The patient care debate
If like some respondents your own answer to the question of whether MIPS helps patient care is an emphatic “no,” the study’s findings may hold a slight surprise.
Just five of the 30 practices expressed “consistently negative views” of the program, according to researchers’ analysis of the interview transcripts. Three expressed consistently positive views, and the vast majority – 22 – were “intermediate or ambivalent.”
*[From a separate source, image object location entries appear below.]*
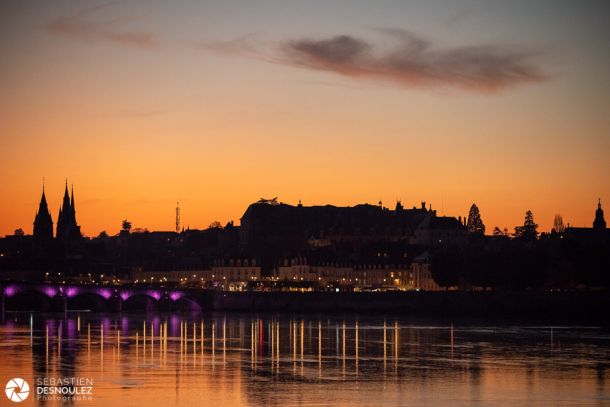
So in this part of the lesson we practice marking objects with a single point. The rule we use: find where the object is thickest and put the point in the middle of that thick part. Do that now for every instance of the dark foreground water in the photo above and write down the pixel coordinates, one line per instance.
(289, 360)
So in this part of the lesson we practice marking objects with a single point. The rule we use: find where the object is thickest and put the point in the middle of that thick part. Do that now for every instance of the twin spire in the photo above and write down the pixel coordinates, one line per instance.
(67, 228)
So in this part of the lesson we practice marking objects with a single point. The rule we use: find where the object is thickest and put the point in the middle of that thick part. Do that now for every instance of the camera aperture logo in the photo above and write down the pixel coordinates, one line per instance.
(17, 389)
(64, 389)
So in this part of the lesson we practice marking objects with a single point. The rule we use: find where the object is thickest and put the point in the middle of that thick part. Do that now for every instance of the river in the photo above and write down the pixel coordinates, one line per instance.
(301, 360)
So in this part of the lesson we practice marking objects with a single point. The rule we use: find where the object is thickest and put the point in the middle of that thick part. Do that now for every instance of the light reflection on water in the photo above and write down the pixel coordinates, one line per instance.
(250, 360)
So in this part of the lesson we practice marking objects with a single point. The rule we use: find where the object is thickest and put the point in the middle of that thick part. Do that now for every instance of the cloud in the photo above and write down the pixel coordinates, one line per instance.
(416, 62)
(79, 27)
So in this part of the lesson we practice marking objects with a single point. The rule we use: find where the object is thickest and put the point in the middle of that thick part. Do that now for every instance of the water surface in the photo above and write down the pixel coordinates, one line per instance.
(294, 360)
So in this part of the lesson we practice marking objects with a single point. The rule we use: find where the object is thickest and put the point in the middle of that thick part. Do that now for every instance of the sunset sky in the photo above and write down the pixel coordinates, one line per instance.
(216, 104)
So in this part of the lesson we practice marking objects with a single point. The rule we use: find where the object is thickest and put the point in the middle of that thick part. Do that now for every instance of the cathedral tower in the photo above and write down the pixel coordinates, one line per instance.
(599, 222)
(43, 223)
(67, 228)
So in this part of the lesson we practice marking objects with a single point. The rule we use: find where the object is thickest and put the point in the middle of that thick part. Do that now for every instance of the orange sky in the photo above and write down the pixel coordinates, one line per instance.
(215, 106)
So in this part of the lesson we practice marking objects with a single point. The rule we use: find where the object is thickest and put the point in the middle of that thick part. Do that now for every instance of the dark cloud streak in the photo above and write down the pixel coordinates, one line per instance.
(78, 27)
(416, 62)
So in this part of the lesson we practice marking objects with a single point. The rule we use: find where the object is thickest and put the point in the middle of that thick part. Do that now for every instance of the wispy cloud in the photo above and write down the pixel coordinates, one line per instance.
(80, 26)
(415, 61)
(412, 61)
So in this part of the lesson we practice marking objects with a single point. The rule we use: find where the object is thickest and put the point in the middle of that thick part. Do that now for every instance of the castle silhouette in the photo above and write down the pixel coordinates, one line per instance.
(67, 228)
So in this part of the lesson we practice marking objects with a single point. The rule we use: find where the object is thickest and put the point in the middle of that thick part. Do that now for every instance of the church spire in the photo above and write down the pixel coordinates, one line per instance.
(67, 228)
(599, 222)
(43, 223)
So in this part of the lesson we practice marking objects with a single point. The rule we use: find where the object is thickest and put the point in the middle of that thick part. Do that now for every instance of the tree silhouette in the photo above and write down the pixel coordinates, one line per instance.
(529, 230)
(475, 224)
(126, 226)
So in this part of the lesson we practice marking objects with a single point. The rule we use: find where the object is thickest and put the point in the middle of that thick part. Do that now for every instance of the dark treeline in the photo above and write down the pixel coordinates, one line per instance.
(573, 258)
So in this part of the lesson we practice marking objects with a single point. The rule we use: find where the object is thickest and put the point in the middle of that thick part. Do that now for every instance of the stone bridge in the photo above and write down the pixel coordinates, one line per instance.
(64, 297)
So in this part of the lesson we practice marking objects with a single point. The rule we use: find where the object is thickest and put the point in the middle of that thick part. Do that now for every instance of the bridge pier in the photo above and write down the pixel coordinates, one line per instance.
(116, 304)
(3, 303)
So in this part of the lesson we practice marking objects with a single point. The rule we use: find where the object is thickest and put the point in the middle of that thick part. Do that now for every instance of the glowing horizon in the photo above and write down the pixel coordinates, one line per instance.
(142, 104)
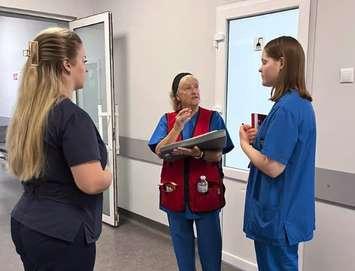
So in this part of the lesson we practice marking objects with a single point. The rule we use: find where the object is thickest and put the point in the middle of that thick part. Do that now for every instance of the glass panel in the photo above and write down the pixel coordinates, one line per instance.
(93, 97)
(245, 93)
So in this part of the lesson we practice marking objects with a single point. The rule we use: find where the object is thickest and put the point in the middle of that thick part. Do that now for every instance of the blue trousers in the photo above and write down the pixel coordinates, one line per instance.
(209, 240)
(40, 252)
(276, 258)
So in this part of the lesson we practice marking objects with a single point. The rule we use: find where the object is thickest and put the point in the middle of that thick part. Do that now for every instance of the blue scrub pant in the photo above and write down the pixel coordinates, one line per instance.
(209, 241)
(40, 252)
(276, 258)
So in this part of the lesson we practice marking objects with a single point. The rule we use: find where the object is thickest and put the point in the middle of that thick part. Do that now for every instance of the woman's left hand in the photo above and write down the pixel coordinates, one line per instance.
(194, 152)
(212, 156)
(243, 135)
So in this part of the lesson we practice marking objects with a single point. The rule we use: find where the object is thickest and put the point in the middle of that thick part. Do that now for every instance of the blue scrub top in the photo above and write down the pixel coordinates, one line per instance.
(161, 132)
(53, 205)
(281, 210)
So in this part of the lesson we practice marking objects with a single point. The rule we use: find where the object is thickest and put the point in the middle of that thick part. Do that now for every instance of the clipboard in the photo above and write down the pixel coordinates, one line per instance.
(214, 140)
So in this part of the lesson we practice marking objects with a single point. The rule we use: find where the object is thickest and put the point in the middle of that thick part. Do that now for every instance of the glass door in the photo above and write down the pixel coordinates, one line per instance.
(98, 97)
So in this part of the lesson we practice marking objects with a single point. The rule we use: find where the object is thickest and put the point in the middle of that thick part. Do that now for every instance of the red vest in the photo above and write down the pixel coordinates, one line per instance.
(185, 173)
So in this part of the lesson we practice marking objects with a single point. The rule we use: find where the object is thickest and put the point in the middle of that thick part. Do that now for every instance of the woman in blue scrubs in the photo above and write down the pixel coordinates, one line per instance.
(179, 195)
(56, 151)
(280, 203)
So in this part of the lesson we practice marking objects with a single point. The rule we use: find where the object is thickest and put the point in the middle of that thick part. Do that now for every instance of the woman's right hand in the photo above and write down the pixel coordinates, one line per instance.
(182, 117)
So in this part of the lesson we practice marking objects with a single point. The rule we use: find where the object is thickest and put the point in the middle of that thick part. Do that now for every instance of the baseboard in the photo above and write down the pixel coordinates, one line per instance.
(143, 221)
(238, 262)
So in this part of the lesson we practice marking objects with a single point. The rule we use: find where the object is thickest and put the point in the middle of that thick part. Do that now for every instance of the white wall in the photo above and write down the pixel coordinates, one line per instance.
(77, 8)
(334, 102)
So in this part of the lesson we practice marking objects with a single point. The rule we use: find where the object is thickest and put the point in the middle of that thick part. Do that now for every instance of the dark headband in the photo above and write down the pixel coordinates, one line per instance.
(177, 80)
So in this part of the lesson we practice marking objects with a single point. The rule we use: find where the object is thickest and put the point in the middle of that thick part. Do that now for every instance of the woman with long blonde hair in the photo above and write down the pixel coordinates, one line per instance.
(55, 150)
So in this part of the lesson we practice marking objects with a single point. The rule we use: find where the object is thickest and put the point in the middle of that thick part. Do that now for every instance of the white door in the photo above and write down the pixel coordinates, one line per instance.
(98, 97)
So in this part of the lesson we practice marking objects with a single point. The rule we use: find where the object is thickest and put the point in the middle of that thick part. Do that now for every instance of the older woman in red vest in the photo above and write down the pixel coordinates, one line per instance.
(180, 195)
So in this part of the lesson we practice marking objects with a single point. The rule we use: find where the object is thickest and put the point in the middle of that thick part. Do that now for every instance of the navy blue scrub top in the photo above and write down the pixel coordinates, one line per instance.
(53, 205)
(161, 132)
(281, 210)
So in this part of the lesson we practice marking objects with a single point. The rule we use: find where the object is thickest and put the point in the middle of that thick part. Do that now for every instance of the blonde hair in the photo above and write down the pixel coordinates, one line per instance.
(40, 89)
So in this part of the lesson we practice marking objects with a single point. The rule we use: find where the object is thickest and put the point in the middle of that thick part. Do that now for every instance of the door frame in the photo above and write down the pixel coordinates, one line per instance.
(244, 9)
(238, 10)
(111, 114)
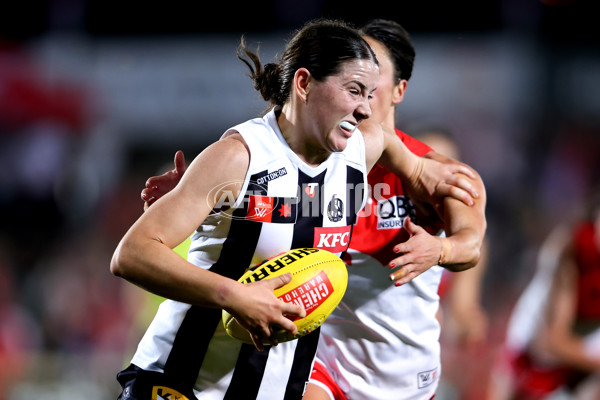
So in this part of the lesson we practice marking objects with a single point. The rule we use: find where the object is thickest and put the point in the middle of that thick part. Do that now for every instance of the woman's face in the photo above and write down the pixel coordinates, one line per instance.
(383, 99)
(339, 103)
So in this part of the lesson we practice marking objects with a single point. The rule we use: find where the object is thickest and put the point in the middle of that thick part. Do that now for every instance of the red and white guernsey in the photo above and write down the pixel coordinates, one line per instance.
(382, 341)
(284, 204)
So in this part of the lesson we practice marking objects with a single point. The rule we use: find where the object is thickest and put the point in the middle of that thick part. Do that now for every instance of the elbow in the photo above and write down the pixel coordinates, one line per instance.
(468, 258)
(120, 261)
(116, 266)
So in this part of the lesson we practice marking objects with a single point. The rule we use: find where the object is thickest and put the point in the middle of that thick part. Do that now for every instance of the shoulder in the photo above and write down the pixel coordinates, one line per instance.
(227, 158)
(414, 145)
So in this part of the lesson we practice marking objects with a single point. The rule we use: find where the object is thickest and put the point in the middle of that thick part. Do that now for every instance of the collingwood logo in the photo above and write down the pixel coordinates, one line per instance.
(335, 209)
(426, 378)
Four of the five practices with consistently negative views were in the small-practice category.
“Some participants suggested that MIPS is beneficial in theory, but the complexity of the program renders it ineffectual and burdensome,” the study said. “Participants who reported MIPS improved care cited greater attention to activities that might otherwise have been neglected – annual wellness visits, chronic disease management, services for hearing-impaired patients – while those who had negative views of the program felt such measures were irrelevant to their practice or required burdensome data collection and reporting activities they were already engaged in.”
While one doctor said, “MIPS has absolutely hurt. I see no benefit for patient care,” another said the program’s end result, “which is keeping patients healthy, closing gaps, keeping people out of hospital – that goal is what internal medicine is all about. But the hoops that we have to jump through are sometimes very onerous.”
Another said it “feels like” the program helps patient care, adding, “In the beginning, that was hard to see. But I can now see that it’s come full circle. It’s becoming less of a burden – maybe there are less things to do, or maybe we’ve figured it out.”
But even those with a more positive view of MIPS’ effect on patient care noted the program’s burden. One physician estimated that “$30,000 a year of my salary would probably be attributed to [MIPS] directly,” and another said that the expense of participating was equivalent to a “full-time person with benefits – probably like $50,000 is needed to make this work.”
Easing the challenges
Whether they like it or not, physicians in the study generally agreed that MIPS is a continuation of where value-based care has been, and a harbinger for where it’s going.
In particular, they cited the former Meaningful Use of electronic health records program as one that had motivated changes in their practices. And their “decision to invest additional time and resources into MIPS participation” partially came about because they believe similar value-based programs are coming, both from public and private insurers.
The study offers several suggestions for policymakers to consider to mitigate the challenges. One of those was introducing specialty-specific measures and comparing specialists to their peers, instead of comparing them across all physicians. (See “Improving MIPS: Pulling the Right Levers,” below.)
“We’re trying to move in a direction of knowing what you need to do for a given physician,” Dr. Young said. “But it would help if we didn’t have this many different sets of boxes applying to different people so that it’s not so administratively complicated and it becomes more attainable.
“Right now, you feel like there’s so many of these things that come along that it’s overwhelming, and that creates a feeling of large helplessness, like you can’t succeed in this environment.”